The goals might seem more aligned with a vocation curriculum rather than scientific one, but science teachers in Weymouth say they don't believe the companies are imposing an agenda with the support.

For one thing, the state's curriculum already includes material on DNA. Also, the donated equipment enables schools to run lessons that they previously were sending students to take at a crowded Boston University program, CityLab.

In Weymouth, grant money helped train teachers to run electrophoresis tests, done in a small tub of water charged with electrodes to pull apart tiny pieces of DNA from bacteria through a gel, at different rates depending on their size. Dyes make the different strands distinguishable against a backlight.

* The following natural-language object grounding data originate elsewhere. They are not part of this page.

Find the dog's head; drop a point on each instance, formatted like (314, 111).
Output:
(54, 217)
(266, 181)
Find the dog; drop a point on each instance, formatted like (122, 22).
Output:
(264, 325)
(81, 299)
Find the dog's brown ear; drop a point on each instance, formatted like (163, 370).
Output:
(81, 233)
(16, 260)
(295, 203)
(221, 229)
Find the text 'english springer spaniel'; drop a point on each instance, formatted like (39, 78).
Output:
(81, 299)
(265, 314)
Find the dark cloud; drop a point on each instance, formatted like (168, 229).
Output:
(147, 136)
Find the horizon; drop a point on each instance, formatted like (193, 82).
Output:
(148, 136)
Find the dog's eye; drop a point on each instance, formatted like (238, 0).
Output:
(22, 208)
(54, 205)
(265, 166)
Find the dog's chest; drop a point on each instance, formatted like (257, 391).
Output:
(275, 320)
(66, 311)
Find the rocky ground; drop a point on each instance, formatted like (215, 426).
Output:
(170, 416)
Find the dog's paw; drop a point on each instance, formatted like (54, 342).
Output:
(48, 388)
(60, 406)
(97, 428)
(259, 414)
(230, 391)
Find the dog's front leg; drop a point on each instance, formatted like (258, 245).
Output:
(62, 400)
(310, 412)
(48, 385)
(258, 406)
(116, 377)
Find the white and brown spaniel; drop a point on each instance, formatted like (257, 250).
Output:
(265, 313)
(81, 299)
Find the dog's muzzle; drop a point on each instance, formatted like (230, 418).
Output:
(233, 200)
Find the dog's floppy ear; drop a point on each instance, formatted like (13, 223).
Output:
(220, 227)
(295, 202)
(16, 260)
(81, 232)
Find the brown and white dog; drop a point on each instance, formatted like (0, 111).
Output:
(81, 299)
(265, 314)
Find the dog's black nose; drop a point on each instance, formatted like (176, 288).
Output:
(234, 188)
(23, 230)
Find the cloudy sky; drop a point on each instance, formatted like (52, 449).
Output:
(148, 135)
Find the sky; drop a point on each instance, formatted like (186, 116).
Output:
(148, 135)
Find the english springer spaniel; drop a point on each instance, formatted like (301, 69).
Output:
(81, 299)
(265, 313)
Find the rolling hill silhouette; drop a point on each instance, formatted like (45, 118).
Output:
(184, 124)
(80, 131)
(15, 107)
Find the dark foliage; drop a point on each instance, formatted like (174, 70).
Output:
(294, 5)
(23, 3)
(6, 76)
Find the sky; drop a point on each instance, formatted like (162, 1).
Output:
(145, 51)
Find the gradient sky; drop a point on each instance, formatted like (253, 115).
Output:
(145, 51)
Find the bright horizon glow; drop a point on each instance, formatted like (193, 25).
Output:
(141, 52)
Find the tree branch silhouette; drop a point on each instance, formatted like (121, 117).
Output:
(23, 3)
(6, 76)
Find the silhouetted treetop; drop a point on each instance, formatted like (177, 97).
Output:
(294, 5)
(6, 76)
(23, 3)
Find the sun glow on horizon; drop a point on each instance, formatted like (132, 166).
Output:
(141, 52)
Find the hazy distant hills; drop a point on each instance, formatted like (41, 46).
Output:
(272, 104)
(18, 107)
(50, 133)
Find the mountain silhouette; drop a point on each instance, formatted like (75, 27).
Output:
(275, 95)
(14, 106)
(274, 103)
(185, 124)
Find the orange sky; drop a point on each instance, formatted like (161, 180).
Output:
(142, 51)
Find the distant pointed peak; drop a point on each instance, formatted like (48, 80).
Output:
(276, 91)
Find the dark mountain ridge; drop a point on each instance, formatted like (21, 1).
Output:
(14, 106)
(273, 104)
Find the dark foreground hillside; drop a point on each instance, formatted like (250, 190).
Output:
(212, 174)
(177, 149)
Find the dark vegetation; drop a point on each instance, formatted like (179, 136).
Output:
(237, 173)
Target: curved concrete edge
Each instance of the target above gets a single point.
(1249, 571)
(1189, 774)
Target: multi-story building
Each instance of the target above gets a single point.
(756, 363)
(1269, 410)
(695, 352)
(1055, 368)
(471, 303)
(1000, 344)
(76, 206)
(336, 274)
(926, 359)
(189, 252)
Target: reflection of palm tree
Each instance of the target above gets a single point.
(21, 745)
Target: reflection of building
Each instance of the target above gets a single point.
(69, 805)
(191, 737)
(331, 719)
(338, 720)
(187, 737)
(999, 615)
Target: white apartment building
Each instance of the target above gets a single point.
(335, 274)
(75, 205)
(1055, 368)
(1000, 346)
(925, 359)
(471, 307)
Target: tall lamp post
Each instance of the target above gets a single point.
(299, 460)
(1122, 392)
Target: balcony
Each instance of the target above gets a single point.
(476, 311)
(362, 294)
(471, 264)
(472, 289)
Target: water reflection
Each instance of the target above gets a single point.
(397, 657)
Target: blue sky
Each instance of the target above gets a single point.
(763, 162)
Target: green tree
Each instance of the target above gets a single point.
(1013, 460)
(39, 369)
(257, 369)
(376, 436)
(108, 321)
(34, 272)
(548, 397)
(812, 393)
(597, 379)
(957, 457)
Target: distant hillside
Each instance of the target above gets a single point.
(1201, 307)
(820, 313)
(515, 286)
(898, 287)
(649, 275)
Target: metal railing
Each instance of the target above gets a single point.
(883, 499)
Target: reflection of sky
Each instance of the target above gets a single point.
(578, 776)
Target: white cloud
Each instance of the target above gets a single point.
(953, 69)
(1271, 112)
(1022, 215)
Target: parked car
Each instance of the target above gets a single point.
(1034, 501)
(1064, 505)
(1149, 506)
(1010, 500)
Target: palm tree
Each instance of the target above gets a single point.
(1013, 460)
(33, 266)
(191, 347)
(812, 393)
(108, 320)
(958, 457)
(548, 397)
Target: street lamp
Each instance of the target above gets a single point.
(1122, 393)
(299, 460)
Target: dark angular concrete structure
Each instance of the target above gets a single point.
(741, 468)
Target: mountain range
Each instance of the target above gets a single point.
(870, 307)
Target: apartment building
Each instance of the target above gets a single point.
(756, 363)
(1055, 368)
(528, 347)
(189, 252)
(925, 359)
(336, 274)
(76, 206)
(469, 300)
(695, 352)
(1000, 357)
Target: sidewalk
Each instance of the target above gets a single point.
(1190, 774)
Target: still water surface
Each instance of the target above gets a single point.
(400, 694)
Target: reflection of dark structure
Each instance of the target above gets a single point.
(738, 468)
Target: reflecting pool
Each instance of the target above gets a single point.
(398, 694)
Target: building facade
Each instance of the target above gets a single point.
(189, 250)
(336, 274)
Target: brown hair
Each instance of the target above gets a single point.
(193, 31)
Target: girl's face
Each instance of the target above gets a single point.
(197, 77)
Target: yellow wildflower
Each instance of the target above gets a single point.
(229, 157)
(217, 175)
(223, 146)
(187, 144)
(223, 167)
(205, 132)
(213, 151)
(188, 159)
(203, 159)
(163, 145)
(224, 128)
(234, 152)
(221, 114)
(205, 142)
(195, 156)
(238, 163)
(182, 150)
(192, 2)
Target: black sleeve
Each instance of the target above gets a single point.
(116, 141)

Roger Shores, another science teacher, said several of his students plan to take more biotechnology courses over the summer. Having taught for 20 years, Shores said the effort by the biotech companies reminds him of previous outreach efforts to students by defense contractors and Internet companies, now both fading in influence. Shores says he doesn't expect the biotechnology sector to decline, since its science is so advanced.

''The others come and go, but not this field," he said.